When I was growing up, people would say things like “Oh, that person is crazy.” You would hear things like that or when you were suffering from anxiety or depression, nobody recognized it or knew exactly what was going on. And I would say particularly in certain communities.
“If we had a more open conversation about mental health, I think people would be more able to talk about how they’re feeling.”
People would feel those feelings and be validated. They would find someone that they could talk to. And it would almost be like, “I have an illness; I have diabetes or I have whatever. I’m going to go and take care of it.”
“There’s help out there. But there are barriers. There are disparities.”
Whether it’s that we’re not educated to the point where we don’t know about it or people don’t know the questions to ask. There are services there, but people need to know how to access them.

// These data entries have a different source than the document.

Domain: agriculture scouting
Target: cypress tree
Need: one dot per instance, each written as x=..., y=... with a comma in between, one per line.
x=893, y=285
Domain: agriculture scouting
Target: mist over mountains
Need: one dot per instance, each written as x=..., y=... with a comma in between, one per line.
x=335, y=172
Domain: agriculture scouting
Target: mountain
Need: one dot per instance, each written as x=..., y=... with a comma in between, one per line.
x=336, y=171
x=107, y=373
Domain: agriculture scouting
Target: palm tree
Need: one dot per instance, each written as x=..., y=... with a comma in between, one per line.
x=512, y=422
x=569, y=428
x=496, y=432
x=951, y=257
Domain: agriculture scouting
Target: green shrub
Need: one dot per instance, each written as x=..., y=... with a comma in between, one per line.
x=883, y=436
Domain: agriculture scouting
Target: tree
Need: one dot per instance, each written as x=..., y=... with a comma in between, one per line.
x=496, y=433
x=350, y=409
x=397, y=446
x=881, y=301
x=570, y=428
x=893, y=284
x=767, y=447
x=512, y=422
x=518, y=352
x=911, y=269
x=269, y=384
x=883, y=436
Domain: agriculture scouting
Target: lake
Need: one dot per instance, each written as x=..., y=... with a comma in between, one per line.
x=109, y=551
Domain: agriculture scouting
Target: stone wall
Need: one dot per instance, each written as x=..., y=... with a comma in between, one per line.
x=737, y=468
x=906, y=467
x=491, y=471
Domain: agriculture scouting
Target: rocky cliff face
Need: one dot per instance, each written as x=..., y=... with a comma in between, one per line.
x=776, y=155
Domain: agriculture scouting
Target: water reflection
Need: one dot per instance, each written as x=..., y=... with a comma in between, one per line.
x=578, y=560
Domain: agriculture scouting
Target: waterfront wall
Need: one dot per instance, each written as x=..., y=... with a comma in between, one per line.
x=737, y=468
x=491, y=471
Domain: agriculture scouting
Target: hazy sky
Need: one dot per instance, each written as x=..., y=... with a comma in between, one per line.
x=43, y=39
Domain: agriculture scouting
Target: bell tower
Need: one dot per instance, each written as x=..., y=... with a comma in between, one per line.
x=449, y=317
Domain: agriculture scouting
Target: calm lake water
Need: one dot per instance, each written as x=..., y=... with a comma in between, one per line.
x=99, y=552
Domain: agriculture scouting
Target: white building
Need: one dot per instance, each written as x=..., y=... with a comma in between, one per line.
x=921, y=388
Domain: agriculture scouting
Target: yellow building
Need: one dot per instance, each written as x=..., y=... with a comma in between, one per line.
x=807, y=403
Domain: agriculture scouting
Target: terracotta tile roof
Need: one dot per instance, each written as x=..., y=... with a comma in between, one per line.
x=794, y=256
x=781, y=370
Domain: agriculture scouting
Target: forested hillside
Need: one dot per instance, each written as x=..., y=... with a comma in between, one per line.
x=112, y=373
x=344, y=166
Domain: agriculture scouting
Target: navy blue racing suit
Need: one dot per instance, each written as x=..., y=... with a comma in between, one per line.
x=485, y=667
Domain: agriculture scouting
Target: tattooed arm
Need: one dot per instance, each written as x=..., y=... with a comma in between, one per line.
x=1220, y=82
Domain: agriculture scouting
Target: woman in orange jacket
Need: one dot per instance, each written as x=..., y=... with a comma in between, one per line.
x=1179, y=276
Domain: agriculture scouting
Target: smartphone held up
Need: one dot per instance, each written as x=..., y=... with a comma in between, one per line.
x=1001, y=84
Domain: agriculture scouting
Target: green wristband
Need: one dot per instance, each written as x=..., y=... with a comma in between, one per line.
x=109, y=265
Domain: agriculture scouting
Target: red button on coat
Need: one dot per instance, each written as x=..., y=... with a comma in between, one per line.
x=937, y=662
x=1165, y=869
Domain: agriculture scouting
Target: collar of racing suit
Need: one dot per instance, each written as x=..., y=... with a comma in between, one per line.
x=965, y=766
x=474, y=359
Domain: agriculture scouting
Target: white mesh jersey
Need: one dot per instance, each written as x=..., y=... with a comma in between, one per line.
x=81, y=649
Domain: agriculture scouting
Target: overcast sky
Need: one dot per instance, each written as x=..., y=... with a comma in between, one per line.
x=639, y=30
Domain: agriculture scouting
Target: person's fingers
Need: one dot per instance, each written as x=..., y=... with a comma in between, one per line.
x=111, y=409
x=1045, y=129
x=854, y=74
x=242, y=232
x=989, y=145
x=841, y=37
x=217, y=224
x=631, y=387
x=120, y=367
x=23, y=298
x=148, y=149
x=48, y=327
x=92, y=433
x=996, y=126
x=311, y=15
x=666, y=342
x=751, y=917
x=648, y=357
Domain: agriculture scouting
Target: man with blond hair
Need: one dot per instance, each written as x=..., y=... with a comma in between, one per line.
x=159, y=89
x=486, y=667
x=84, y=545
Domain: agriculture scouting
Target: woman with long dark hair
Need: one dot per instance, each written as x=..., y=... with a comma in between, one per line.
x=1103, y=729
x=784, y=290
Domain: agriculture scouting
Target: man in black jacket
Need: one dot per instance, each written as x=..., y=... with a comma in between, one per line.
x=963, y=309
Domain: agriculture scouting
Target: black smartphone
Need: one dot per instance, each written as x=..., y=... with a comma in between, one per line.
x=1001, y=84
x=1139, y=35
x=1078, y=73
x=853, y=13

How to integrate mental and emotional health into healthcare
Health care providers, physicians, nurse practitioners need to treat the whole patient and look at every aspect, because we are physical beings, we are emotional beings and spiritual beings. I’ve found that for myself and with my own providers that they look at it that way, they treat the whole person. They ask you about each component. And I think we need to make sure we integrate that into healthcare. That would entail having other providers, like counsellors.
Finding the help you need
Talk to someone that you trust, someone who’s close to you. And hopefully you will be encouraged to seek help from professionals, therapists, counselors that are trained and can help give you the tools necessary. That’s what it’s all about, having the tools necessary to walk through that period because it’s very, very real.
My mental health toolkit
My most important tool is my relationship with God and being able to pray to get guidance from His word. I find that for me since we’ve been isolated, I’ve had more time to focus in that area. And it’s helped me to stay grounded and even to be more grounded. Making sure that I exercise, making sure that I’m eating right and doing those things that I can do because that has an impact on you, also.